Não vou aqui delinear o óbvio, que todos já preveem: a maioria absoluta não tem pressa nenhuma. Correm para a televisão, para a mecanicidade, para o sono, para a solidão. Não há alvo a alcançar com essa correria; em geral, nada que seja urgente ou que tenhamos sabido tornar importante.
Depois de anos sem entender e nem mesmo me perguntar pelas razões disso, acabei convidada, pelas circunstâncias, a uma resposta. Numa estrada vazia, um caminhão seguia a uns 40 ou 50 km; coloquei minha seta e o ultrapassei, como de praxe. Porém, ao passar ao seu lado, seu olhar me chamou a atenção: era raiva incontida que havia ali, era frustração, como se eu o humilhasse ao ultrapassá-lo. Numa descida, ele embalou seu caminhão e me passou a mais de 120 km, num lance que, mais que excesso de velocidade, demonstrava triunfo e vingança.
Esse motorista me fez prestar atenção a este fato tão simples e cotidiano: ultrapassagens. Percebi que não se trata de pressa propriamente dita, mas de afirmação pessoal. Todo ser humano necessita de seu “minuto de glória”, de vitória, de superação de algo; no vazio de uma vida banal e sem objetivos, eu me afirmo superando o carro à minha frente; provo a ele, por um minuto, que sou melhor motorista, que tenho melhor carro, que sou especial. “- Passar na minha frente? Que desaforo! Está pensando o quê?”
É claro que esta competitividade selvagem que tanto nos escraviza não deve se mostrar apenas aí; este é apenas o seu momento de exibição mais ridícula (ou não?). Sem fôlego ou musculatura moral para superar a nós mesmos, sem vida interior para nos alimentarmos de alvoradas ou de crepúsculos, sem sonhos nem objetivos maiores, vivemos numa marcação palmo a palmo contra aqueles que passam por nós. Sempre “contra”, e não “com”. Sempre sozinhos… e correndo para o nada. Não importa o destino, mas chegar primeiro; e se o destino for um abismo?
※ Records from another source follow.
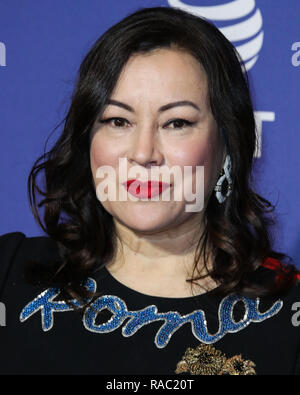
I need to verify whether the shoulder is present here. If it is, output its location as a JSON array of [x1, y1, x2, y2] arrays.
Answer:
[[0, 232, 59, 294]]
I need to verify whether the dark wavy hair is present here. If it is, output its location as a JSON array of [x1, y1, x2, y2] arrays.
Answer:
[[27, 7, 296, 310]]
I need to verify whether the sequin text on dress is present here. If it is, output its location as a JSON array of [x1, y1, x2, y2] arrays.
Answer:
[[20, 278, 283, 348]]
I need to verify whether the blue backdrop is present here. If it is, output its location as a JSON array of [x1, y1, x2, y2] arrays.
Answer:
[[0, 0, 300, 267]]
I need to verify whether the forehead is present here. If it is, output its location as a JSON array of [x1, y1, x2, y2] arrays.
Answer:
[[114, 48, 207, 100]]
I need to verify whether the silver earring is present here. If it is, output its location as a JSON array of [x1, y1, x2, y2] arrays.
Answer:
[[214, 155, 232, 203]]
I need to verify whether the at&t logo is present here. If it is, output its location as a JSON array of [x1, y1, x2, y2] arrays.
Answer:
[[168, 0, 264, 70]]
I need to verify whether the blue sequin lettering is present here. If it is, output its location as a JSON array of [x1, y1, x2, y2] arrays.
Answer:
[[20, 278, 283, 348], [83, 295, 128, 333], [20, 278, 96, 331]]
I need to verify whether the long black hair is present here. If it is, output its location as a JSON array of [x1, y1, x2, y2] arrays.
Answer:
[[28, 7, 296, 300]]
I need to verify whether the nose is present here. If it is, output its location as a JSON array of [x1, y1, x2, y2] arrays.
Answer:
[[128, 125, 164, 168]]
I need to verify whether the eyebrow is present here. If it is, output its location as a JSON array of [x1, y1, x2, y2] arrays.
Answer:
[[106, 99, 200, 112]]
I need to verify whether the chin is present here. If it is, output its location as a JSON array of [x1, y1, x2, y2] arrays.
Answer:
[[112, 206, 175, 232]]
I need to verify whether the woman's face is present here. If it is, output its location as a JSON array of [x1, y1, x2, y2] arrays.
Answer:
[[90, 49, 223, 233]]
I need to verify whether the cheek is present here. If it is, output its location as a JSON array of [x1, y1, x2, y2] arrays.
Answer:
[[90, 135, 121, 173]]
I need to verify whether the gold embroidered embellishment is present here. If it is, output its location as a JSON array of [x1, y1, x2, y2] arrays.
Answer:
[[175, 344, 256, 375]]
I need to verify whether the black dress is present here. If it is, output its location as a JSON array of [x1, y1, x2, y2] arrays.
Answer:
[[0, 232, 300, 377]]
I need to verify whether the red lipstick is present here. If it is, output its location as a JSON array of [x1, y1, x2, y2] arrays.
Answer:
[[123, 180, 170, 199]]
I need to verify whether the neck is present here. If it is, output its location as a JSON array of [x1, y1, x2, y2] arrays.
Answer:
[[107, 216, 210, 279]]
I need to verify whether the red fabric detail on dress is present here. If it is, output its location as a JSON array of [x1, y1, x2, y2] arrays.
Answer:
[[262, 257, 300, 281]]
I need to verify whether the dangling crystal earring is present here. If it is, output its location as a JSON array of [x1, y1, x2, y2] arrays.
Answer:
[[214, 155, 232, 203]]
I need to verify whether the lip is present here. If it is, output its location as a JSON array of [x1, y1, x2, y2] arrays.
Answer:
[[122, 180, 171, 199]]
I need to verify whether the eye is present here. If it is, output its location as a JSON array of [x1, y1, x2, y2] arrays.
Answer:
[[99, 118, 128, 128], [165, 118, 196, 129]]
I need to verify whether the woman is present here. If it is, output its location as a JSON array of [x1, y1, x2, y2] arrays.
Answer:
[[0, 7, 300, 375]]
Que insólito… os corredores compulsivos são, na verdade, sedentos compulsivos, querendo, inconscientemente, chegar a um lugar ao qual não se vai de carro: ao fundo de si mesmos, para encontrar seus sonhos, para alcançar um sentido maior e real para suas vidas. Concordo: isso é urgente, mesmo. Por isso e por tantas outras coisas, eu, agora, passando por um horizonte cravado de raios vermelhos, como uma despedida tardia da luz que já se foi, levando mais um dia que nunca se repetirá, reflito comigo mesma : que bom motivo este para realizar o meu melhor, para rastrear e encontrar este caminho e, depois de tudo, empenhar o meu melhor esforço… para construir um mapa. Isso é o ofício e o sonho dos aprendizes de filósofos, amantes de sabiás, de auroras e de vidas vividas sem pressa e sem pausa.